Die starken Sehnen auf dem Handrücken ließen erkennen, dass diese Hände fest zupacken konnten, die weichen Linien der Handinnenflächen zeigten aber auch, dass Zärtlichkeit in ihnen wohnte. Es waren keine schönen Hände. Nichts an diesen Händen ließ auf einen hingebungsvollen Liebhaber schließen. Der Mann hinter den Händen war kein Don Juan. Doch nur ein Blick auf diese Hände ließ eine Sehnsucht in ihr wachsen, von diesen Händen gestreichelt zu werden, von ihnen beschützt zu werden. Und je öfter sie diese Hände sah, desto stärker wurde der Wunsch in ihr, von ihnen gehalten zu werden. Von eben diesen Händen, die streicheln und schlagen konnten. Die Liebesschwüre verfassen konnten, Holz hacken konnten und sowohl schaffen als auch zerstören konnten. Irgendwann wollte sie von diesen Händen gehalten werden, geschützt und sicher. Sich diesem Mann hingeben, der solche Hände hatte. Der rau und zart und unberechenbar zugleich sein musste.
Es war einer dieser trügerischen Frühsommervormittage, an denen die Sonne scheint, aber man doch noch die Kälte des Winters spüren konnte, der in diesem Jahr erst spät den Kuckucksrufen gewichen war.

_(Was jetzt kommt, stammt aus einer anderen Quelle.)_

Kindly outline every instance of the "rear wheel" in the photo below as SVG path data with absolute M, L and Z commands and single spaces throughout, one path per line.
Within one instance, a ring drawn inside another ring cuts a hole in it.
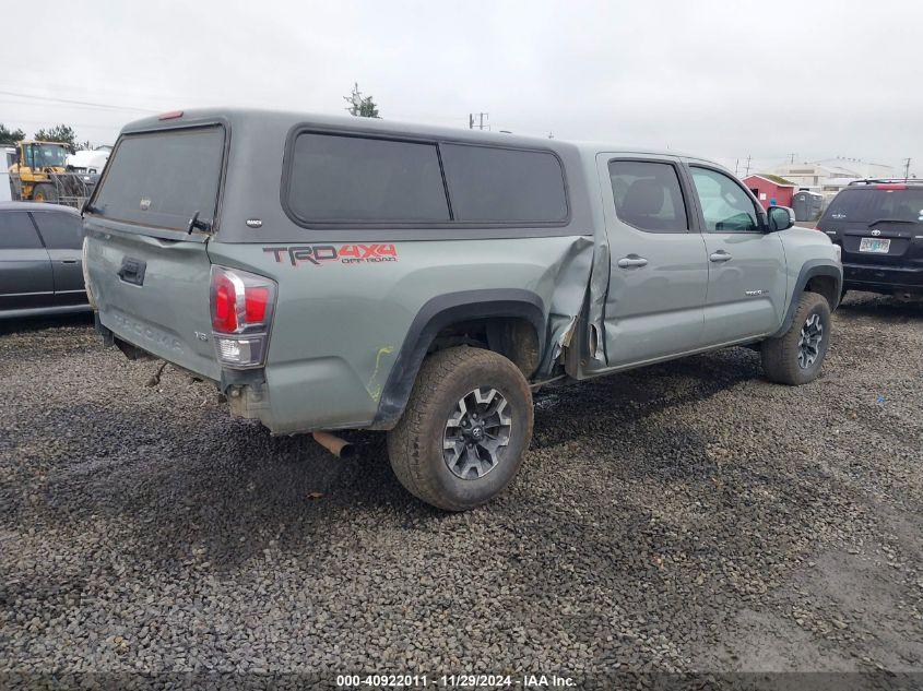
M 47 182 L 36 184 L 32 190 L 32 201 L 51 202 L 54 204 L 58 201 L 58 190 L 55 189 L 54 184 L 49 184 Z
M 830 305 L 817 293 L 803 293 L 789 331 L 762 342 L 762 369 L 780 384 L 806 384 L 820 374 L 830 344 Z
M 440 350 L 421 368 L 388 455 L 401 484 L 447 511 L 499 495 L 532 439 L 532 392 L 507 358 L 471 347 Z

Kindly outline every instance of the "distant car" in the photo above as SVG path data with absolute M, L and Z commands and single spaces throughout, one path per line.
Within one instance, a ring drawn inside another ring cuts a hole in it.
M 859 180 L 817 222 L 842 247 L 843 291 L 923 295 L 923 180 Z
M 0 203 L 0 319 L 88 310 L 82 246 L 75 210 Z

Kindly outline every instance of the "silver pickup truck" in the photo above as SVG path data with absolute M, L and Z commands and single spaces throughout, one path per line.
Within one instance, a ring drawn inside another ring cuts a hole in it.
M 108 343 L 276 434 L 388 430 L 404 487 L 461 511 L 513 478 L 553 380 L 735 345 L 815 379 L 842 267 L 792 225 L 672 153 L 176 111 L 122 130 L 84 266 Z

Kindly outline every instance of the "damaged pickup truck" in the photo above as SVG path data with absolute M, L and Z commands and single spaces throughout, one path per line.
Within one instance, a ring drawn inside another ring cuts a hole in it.
M 108 343 L 275 434 L 388 430 L 403 486 L 461 511 L 516 476 L 549 381 L 733 345 L 815 379 L 842 269 L 792 225 L 699 158 L 176 111 L 122 130 L 84 266 Z

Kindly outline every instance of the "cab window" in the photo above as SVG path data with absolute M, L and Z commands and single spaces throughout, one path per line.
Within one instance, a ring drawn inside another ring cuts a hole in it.
M 754 201 L 733 178 L 697 166 L 691 174 L 708 233 L 760 231 Z
M 648 233 L 686 233 L 689 221 L 673 164 L 611 160 L 615 213 L 619 221 Z

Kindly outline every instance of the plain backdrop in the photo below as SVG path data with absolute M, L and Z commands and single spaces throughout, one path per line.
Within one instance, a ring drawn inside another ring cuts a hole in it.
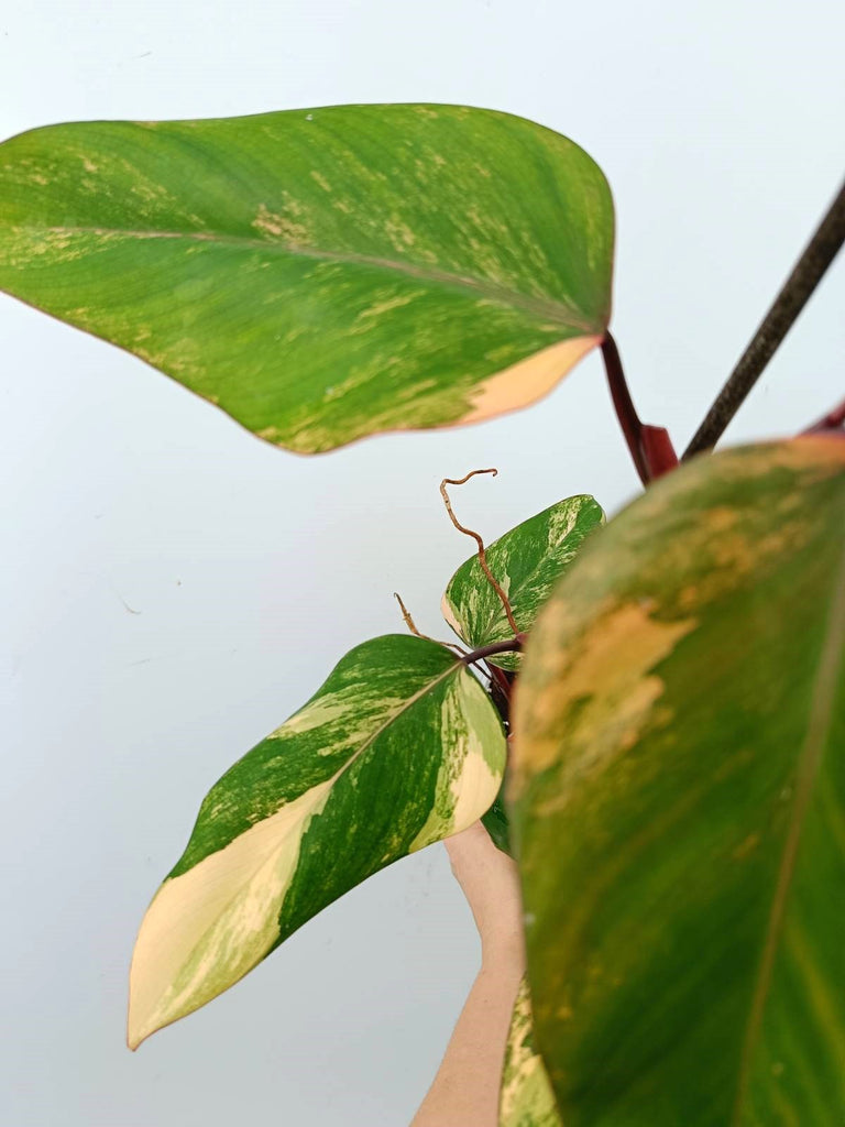
M 619 220 L 614 332 L 685 444 L 845 167 L 836 0 L 30 0 L 0 10 L 0 134 L 80 118 L 450 101 L 568 134 Z M 728 440 L 845 393 L 845 263 Z M 0 1121 L 406 1127 L 479 949 L 444 850 L 384 871 L 244 982 L 124 1047 L 135 930 L 205 790 L 400 591 L 443 635 L 471 545 L 637 492 L 597 356 L 543 403 L 306 460 L 0 300 Z M 455 1125 L 461 1127 L 461 1125 Z

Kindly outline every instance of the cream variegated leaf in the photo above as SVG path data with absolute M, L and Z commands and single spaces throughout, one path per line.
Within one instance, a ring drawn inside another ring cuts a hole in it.
M 604 523 L 593 497 L 567 497 L 495 540 L 487 562 L 508 597 L 514 619 L 527 633 L 552 587 L 577 556 L 585 539 Z M 501 600 L 484 575 L 478 556 L 455 571 L 443 596 L 443 615 L 473 649 L 514 635 Z M 519 654 L 488 658 L 504 669 L 518 669 Z
M 510 1019 L 499 1094 L 499 1127 L 561 1127 L 552 1085 L 534 1047 L 527 978 L 519 984 Z
M 578 145 L 465 106 L 0 145 L 0 289 L 302 453 L 545 394 L 604 336 L 613 225 Z
M 471 825 L 505 754 L 490 699 L 445 647 L 390 635 L 350 650 L 203 801 L 139 932 L 130 1046 L 384 866 Z

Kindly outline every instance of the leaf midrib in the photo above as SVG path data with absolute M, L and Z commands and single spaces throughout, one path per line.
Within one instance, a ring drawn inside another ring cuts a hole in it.
M 382 735 L 383 731 L 386 731 L 386 729 L 400 716 L 402 716 L 404 712 L 407 712 L 408 709 L 412 708 L 413 704 L 417 703 L 417 701 L 421 700 L 426 695 L 426 693 L 432 692 L 432 690 L 435 689 L 436 685 L 438 685 L 442 681 L 445 681 L 446 677 L 448 677 L 451 674 L 457 672 L 461 668 L 461 665 L 462 665 L 461 662 L 455 662 L 454 665 L 451 665 L 447 669 L 445 669 L 443 673 L 439 673 L 432 681 L 427 681 L 426 684 L 422 685 L 421 689 L 418 689 L 417 692 L 413 693 L 412 696 L 409 696 L 406 701 L 402 702 L 402 704 L 398 709 L 395 709 L 395 711 L 391 712 L 391 715 L 375 729 L 375 731 L 371 733 L 366 737 L 366 739 L 352 753 L 352 755 L 349 756 L 349 758 L 345 763 L 341 764 L 341 766 L 335 772 L 333 775 L 329 775 L 328 779 L 324 779 L 322 782 L 317 783 L 312 788 L 309 788 L 309 790 L 319 790 L 320 788 L 326 787 L 326 786 L 328 786 L 329 789 L 333 788 L 335 784 L 336 784 L 336 782 L 338 781 L 338 779 L 340 779 L 349 770 L 349 767 L 352 767 L 355 763 L 357 763 L 357 761 L 361 758 L 361 756 L 367 751 L 367 748 L 370 748 L 375 743 L 375 740 L 379 738 L 379 736 Z M 309 703 L 312 703 L 312 702 L 309 701 Z M 303 706 L 303 708 L 306 708 L 306 707 L 308 706 Z M 300 711 L 302 711 L 302 709 L 300 709 Z M 293 716 L 290 719 L 293 720 L 293 719 L 296 718 L 296 716 L 299 716 L 299 712 L 294 712 Z M 287 724 L 287 722 L 288 721 L 286 720 L 285 724 Z M 284 729 L 284 725 L 282 725 L 282 729 Z M 279 730 L 282 730 L 282 729 L 279 729 Z M 269 818 L 275 817 L 282 809 L 284 809 L 285 806 L 290 805 L 291 801 L 296 801 L 299 798 L 302 798 L 306 793 L 308 793 L 308 791 L 303 791 L 302 795 L 297 795 L 296 798 L 288 799 L 287 802 L 283 802 L 281 806 L 278 806 L 277 809 L 275 809 L 273 811 L 273 814 L 267 815 L 266 818 L 259 819 L 259 822 L 254 823 L 254 825 L 259 825 L 260 822 L 266 822 Z M 252 828 L 252 827 L 250 826 L 250 828 Z M 235 834 L 235 836 L 232 837 L 231 841 L 226 842 L 225 845 L 221 845 L 220 850 L 228 849 L 229 845 L 231 845 L 232 842 L 237 841 L 238 837 L 240 837 L 240 836 L 242 836 L 242 834 Z M 269 845 L 267 848 L 267 850 L 261 854 L 261 859 L 260 859 L 259 863 L 256 866 L 256 868 L 260 868 L 261 864 L 264 864 L 264 861 L 274 851 L 275 848 L 276 848 L 275 843 L 273 845 Z M 205 860 L 206 857 L 212 857 L 214 853 L 220 852 L 220 850 L 212 850 L 211 853 L 206 853 L 204 858 L 202 858 L 199 861 L 196 862 L 196 864 L 202 864 L 202 862 Z M 196 868 L 196 864 L 193 864 L 190 868 L 192 869 Z M 185 871 L 189 872 L 190 870 L 186 869 Z M 179 876 L 183 876 L 183 873 L 179 873 Z M 175 877 L 172 879 L 178 880 L 179 878 Z M 230 904 L 231 904 L 231 902 L 230 902 Z
M 826 739 L 829 733 L 839 668 L 845 653 L 845 547 L 834 578 L 834 598 L 830 611 L 830 624 L 825 636 L 819 655 L 815 692 L 810 702 L 810 713 L 798 762 L 798 784 L 792 805 L 790 824 L 781 854 L 777 870 L 777 881 L 772 898 L 772 908 L 766 926 L 766 937 L 760 956 L 759 969 L 755 982 L 751 1006 L 748 1013 L 742 1055 L 740 1057 L 737 1097 L 731 1115 L 731 1127 L 740 1127 L 745 1112 L 746 1095 L 750 1082 L 754 1054 L 757 1048 L 759 1032 L 765 1015 L 766 1001 L 772 984 L 777 944 L 783 930 L 786 900 L 794 873 L 795 859 L 800 844 L 801 828 L 807 815 L 813 784 L 824 758 Z
M 376 269 L 391 270 L 404 277 L 416 278 L 421 282 L 430 282 L 455 290 L 468 290 L 479 294 L 481 298 L 496 301 L 501 304 L 512 305 L 524 312 L 544 317 L 561 327 L 582 330 L 584 335 L 594 335 L 604 331 L 603 323 L 596 325 L 589 321 L 584 312 L 572 304 L 552 298 L 535 298 L 530 294 L 509 290 L 506 286 L 497 285 L 483 278 L 472 277 L 463 274 L 453 274 L 450 270 L 441 270 L 430 266 L 420 266 L 416 263 L 404 263 L 392 258 L 381 258 L 376 255 L 364 255 L 357 251 L 332 251 L 320 247 L 310 247 L 296 242 L 278 242 L 269 239 L 251 238 L 241 234 L 219 234 L 208 231 L 141 231 L 130 228 L 110 227 L 46 227 L 34 223 L 16 224 L 12 230 L 50 234 L 66 236 L 105 236 L 123 237 L 127 239 L 186 239 L 192 242 L 210 242 L 221 247 L 237 247 L 250 250 L 261 250 L 272 254 L 290 255 L 292 257 L 310 258 L 315 261 L 331 261 L 354 266 L 370 266 Z

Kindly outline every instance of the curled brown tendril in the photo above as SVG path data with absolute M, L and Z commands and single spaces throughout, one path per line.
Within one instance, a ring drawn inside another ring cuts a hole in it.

Man spürte die Wärme der Sonne, doch der Wind brachte immer noch Abschiedsgrüße der toten Jahreszeit mit sich. Einer dieser Vormittage, an denen man die Jacke oder den Pullover nur widerwillig ablegte, denn kühle Böen ließen die kleinen Härchen auf den Armen vibrieren und vor allem bei schmalen blassen Mädchen Gänsehaut erscheinen.

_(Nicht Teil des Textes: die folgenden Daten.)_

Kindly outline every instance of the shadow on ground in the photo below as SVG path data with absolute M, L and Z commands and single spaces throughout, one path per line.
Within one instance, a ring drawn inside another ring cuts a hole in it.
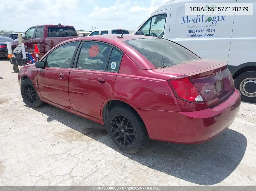
M 211 141 L 201 144 L 151 141 L 141 151 L 128 154 L 115 148 L 101 125 L 48 104 L 33 109 L 48 116 L 48 122 L 58 121 L 143 165 L 201 185 L 214 184 L 228 177 L 241 161 L 247 145 L 244 136 L 227 129 Z

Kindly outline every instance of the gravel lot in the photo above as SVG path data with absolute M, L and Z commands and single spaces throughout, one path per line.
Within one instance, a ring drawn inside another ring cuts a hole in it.
M 17 76 L 0 58 L 0 185 L 256 185 L 256 104 L 242 103 L 209 142 L 152 141 L 131 155 L 101 125 L 48 104 L 26 107 Z

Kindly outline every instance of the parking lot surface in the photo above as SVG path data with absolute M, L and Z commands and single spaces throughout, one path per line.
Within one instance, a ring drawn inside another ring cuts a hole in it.
M 130 154 L 101 125 L 48 104 L 26 107 L 17 76 L 0 58 L 0 185 L 256 185 L 255 104 L 242 103 L 209 142 L 151 141 Z

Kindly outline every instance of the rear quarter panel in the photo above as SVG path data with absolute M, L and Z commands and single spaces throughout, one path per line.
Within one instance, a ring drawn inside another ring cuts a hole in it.
M 150 77 L 148 70 L 139 69 L 124 54 L 112 99 L 123 101 L 134 109 L 177 111 L 175 96 L 166 80 L 154 74 Z

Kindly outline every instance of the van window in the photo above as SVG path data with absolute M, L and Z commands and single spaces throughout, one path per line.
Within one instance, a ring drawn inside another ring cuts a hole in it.
M 108 34 L 108 31 L 107 30 L 102 30 L 101 32 L 101 34 Z
M 139 39 L 124 42 L 138 52 L 158 68 L 171 66 L 200 59 L 188 49 L 164 39 Z
M 123 32 L 124 34 L 129 34 L 129 31 L 126 30 L 113 30 L 112 34 L 122 34 Z
M 95 35 L 99 35 L 98 31 L 94 31 L 89 35 L 89 36 L 94 36 Z
M 162 38 L 164 36 L 166 14 L 155 15 L 149 19 L 139 29 L 144 35 Z

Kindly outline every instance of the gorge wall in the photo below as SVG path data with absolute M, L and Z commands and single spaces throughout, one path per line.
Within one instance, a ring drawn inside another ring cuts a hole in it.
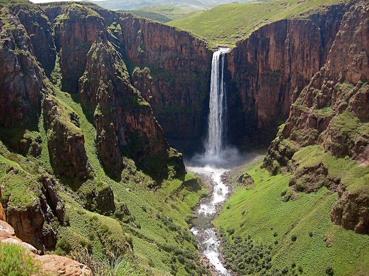
M 231 142 L 270 142 L 292 102 L 325 63 L 349 6 L 327 7 L 308 20 L 270 23 L 236 44 L 227 55 Z
M 313 145 L 366 165 L 369 110 L 362 104 L 369 98 L 368 13 L 361 2 L 334 6 L 308 20 L 271 23 L 238 43 L 228 54 L 225 72 L 230 141 L 265 146 L 288 117 L 265 160 L 271 171 L 285 167 L 298 178 L 303 170 L 297 169 L 294 154 Z M 212 55 L 205 41 L 83 2 L 11 3 L 1 6 L 0 20 L 0 147 L 7 157 L 0 160 L 0 175 L 4 187 L 24 184 L 17 186 L 19 194 L 3 190 L 1 201 L 17 235 L 44 251 L 55 246 L 52 225 L 67 223 L 63 202 L 54 196 L 54 177 L 38 178 L 47 168 L 41 162 L 27 163 L 28 152 L 37 160 L 49 158 L 53 167 L 47 170 L 76 179 L 73 185 L 96 176 L 87 153 L 88 134 L 56 99 L 63 93 L 59 88 L 74 97 L 94 126 L 91 150 L 109 175 L 123 178 L 123 170 L 131 166 L 127 157 L 158 182 L 184 174 L 182 155 L 166 139 L 183 145 L 181 150 L 201 148 L 196 142 L 207 127 Z M 361 195 L 366 192 L 330 178 L 315 164 L 309 171 L 319 170 L 324 185 L 338 192 L 332 221 L 365 233 L 369 201 Z M 33 231 L 25 233 L 25 226 Z M 131 248 L 128 242 L 121 247 Z
M 274 173 L 286 167 L 295 190 L 311 192 L 324 186 L 337 192 L 331 221 L 363 233 L 369 231 L 368 10 L 367 3 L 359 3 L 345 13 L 325 64 L 295 96 L 264 161 Z M 321 153 L 308 165 L 295 154 L 303 148 Z M 334 157 L 335 168 L 329 156 Z M 357 170 L 335 172 L 343 159 L 352 160 L 346 167 Z

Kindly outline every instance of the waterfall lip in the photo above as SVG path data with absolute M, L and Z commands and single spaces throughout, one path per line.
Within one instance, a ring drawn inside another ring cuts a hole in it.
M 218 46 L 218 50 L 216 52 L 219 51 L 222 53 L 229 53 L 232 50 L 230 48 L 228 47 L 223 47 L 222 46 Z

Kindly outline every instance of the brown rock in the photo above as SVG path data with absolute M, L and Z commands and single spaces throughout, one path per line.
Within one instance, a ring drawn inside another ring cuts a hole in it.
M 37 250 L 30 244 L 24 243 L 15 237 L 14 229 L 6 222 L 0 220 L 0 242 L 17 244 L 36 253 Z
M 1 187 L 0 187 L 0 198 L 1 198 Z M 4 212 L 4 208 L 3 208 L 3 205 L 1 205 L 1 202 L 0 202 L 0 220 L 3 220 L 4 222 L 6 221 L 5 212 Z
M 92 274 L 89 267 L 77 261 L 62 256 L 35 255 L 34 259 L 42 265 L 42 272 L 51 275 L 89 276 Z
M 43 252 L 46 248 L 55 246 L 57 237 L 54 230 L 44 224 L 54 216 L 51 210 L 48 210 L 46 199 L 42 201 L 39 203 L 35 199 L 30 206 L 8 206 L 7 212 L 8 222 L 14 227 L 17 236 Z
M 348 155 L 363 166 L 368 163 L 369 137 L 360 127 L 369 119 L 368 17 L 369 7 L 364 1 L 351 6 L 343 16 L 325 64 L 293 97 L 289 117 L 264 160 L 269 170 L 276 161 L 287 165 L 299 147 L 312 145 L 336 156 Z M 368 187 L 351 189 L 351 183 L 330 178 L 322 163 L 300 168 L 297 162 L 292 159 L 289 165 L 294 173 L 290 185 L 308 192 L 323 186 L 338 191 L 331 221 L 356 233 L 368 233 Z
M 130 14 L 120 15 L 122 45 L 138 64 L 134 86 L 151 105 L 167 139 L 190 139 L 193 147 L 207 123 L 212 51 L 186 32 Z
M 5 222 L 0 221 L 0 243 L 9 243 L 20 245 L 33 253 L 37 250 L 30 244 L 22 241 L 14 234 L 14 229 Z M 88 276 L 91 270 L 86 265 L 66 257 L 56 255 L 40 256 L 32 254 L 34 259 L 42 265 L 42 275 L 66 276 Z
M 9 127 L 33 118 L 31 115 L 39 108 L 41 92 L 46 85 L 43 70 L 37 65 L 29 37 L 19 19 L 3 8 L 0 21 L 0 125 Z
M 44 99 L 43 109 L 48 146 L 56 174 L 71 178 L 88 176 L 92 169 L 78 116 L 51 96 Z
M 325 63 L 348 7 L 332 6 L 310 20 L 272 23 L 236 43 L 228 56 L 228 100 L 235 111 L 228 123 L 231 142 L 269 144 L 296 95 Z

Er saß im Innenhof der Cafeteria und trank Kaffee. Noch nie hatte sie diesen Bären beachtet, der zwar viele Vorlesungen mit ihr gemeinsam besuchte, doch in der Masse der Studenten ein bisher unbekanntes, unbedeutendes Gesicht war. Unscheinbar, unwichtig und fremd. Es hätte auch so bleiben können, wenn sie diese Hände nicht gesehen hätte. Er wäre weiterhin untergegangen im Meer der Strebenden, er wäre nicht ihr Schicksal geworden.

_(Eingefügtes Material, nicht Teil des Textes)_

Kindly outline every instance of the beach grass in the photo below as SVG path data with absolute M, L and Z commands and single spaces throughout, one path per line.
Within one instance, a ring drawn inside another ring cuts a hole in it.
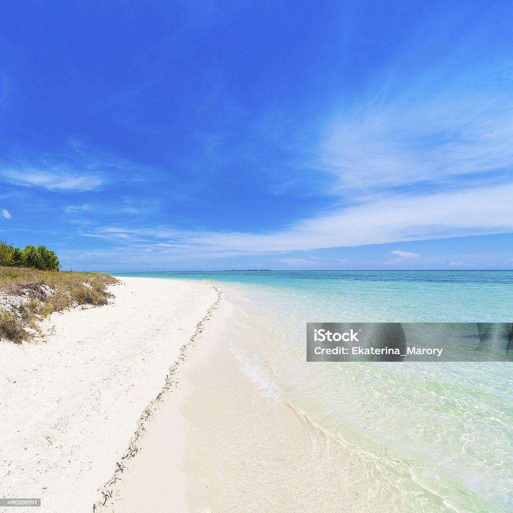
M 42 320 L 81 305 L 106 304 L 110 274 L 0 266 L 0 339 L 20 343 L 41 334 Z

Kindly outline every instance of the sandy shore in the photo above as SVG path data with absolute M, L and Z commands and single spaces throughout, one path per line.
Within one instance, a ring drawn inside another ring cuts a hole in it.
M 329 441 L 232 350 L 251 336 L 258 352 L 261 334 L 252 334 L 224 290 L 176 373 L 179 390 L 145 422 L 140 450 L 108 487 L 101 513 L 359 510 L 341 504 L 347 470 L 320 466 Z
M 41 513 L 90 512 L 218 299 L 207 284 L 123 281 L 108 306 L 52 314 L 46 342 L 0 344 L 0 496 L 41 498 Z

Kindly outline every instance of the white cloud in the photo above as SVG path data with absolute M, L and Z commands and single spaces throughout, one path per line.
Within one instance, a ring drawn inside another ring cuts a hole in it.
M 318 262 L 312 261 L 311 259 L 306 258 L 282 258 L 278 259 L 280 262 L 283 262 L 288 267 L 302 267 L 317 265 Z
M 418 253 L 410 253 L 409 251 L 403 251 L 401 249 L 396 249 L 390 251 L 390 253 L 393 255 L 397 255 L 400 259 L 416 258 L 420 256 Z
M 84 234 L 112 240 L 119 239 L 120 234 L 134 240 L 162 239 L 172 246 L 170 251 L 202 251 L 215 256 L 223 251 L 254 254 L 313 250 L 506 233 L 513 232 L 512 196 L 513 183 L 422 195 L 383 196 L 264 233 L 156 226 L 107 227 Z
M 98 188 L 104 183 L 101 177 L 93 174 L 75 174 L 68 172 L 40 171 L 30 169 L 23 171 L 8 169 L 3 171 L 9 181 L 26 187 L 39 187 L 50 190 L 87 191 Z
M 332 123 L 318 167 L 337 177 L 342 194 L 446 185 L 457 177 L 511 169 L 513 100 L 503 92 L 508 66 L 488 70 L 473 90 L 463 76 L 444 81 L 445 89 L 431 94 L 413 83 L 393 98 L 373 97 Z
M 68 213 L 72 213 L 75 212 L 83 212 L 86 210 L 90 210 L 91 206 L 89 205 L 70 205 L 64 207 L 64 210 Z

Doch das spielt nun keine Rolle mehr, ist unwichtig geworden, denn sie hat seine Hände gesehen und ihr Blick wanderte verwundert die starken Arme entlang, streifte am muskulösen Hals vorbei bis zum Gesicht des Bären und lächelte in seine blauen Augen. Selbst jetzt hätte sich alles noch anders entwickeln können. Sie hätte ihr unbewusstes Verlangen verdrängen und vergessen können und ihm nie näher zu kommen brauchen. Aber all das, was passieren würde, wusste sie damals noch nicht. Vielleicht war es Schicksal und es gibt tatsächlich eine Vorsehung. Vielleicht war sie dazu bestimmt, ausgerechnet an diesem Tag zu dieser Zeit in die Cafeteria zu gehen, obwohl sie sonst ihr Geld zusammen halten musste und Kaffee lieber daheim kochte. Vielleicht gibt es tatsächlich diese unsichtbaren Fäden, die fest verwoben zu einem Netz, die die Menschen in das Maul der Schwarzen Witwe treiben.
Oder es war alles Zufall. Aber wer glaubt schon an Zufall? Wer mag sich wirklich dem Chaos ausgesetzt sehen, das unberechenbare Ereignisse aneinander reiht, Menschen zusammen bringt und auseinander reißt, ohne Sinn und Verstand. Wem soll man die Schuld für alles geben, wen zur Verantwortung ziehen, wenn nicht das Schicksal die Fäden spinnt? Wer kann das Chaos ertragen, ohne an eine höhere Macht zu glauben? Wer möchte schon daran glauben, dass er ungelenkt durch das Leben geht, dass jede Begegnung, jedes Ereignis, das das Leben umwirft, dem Zufall geschuldet ist? Wie sollen wir eine solche Welt ertragen?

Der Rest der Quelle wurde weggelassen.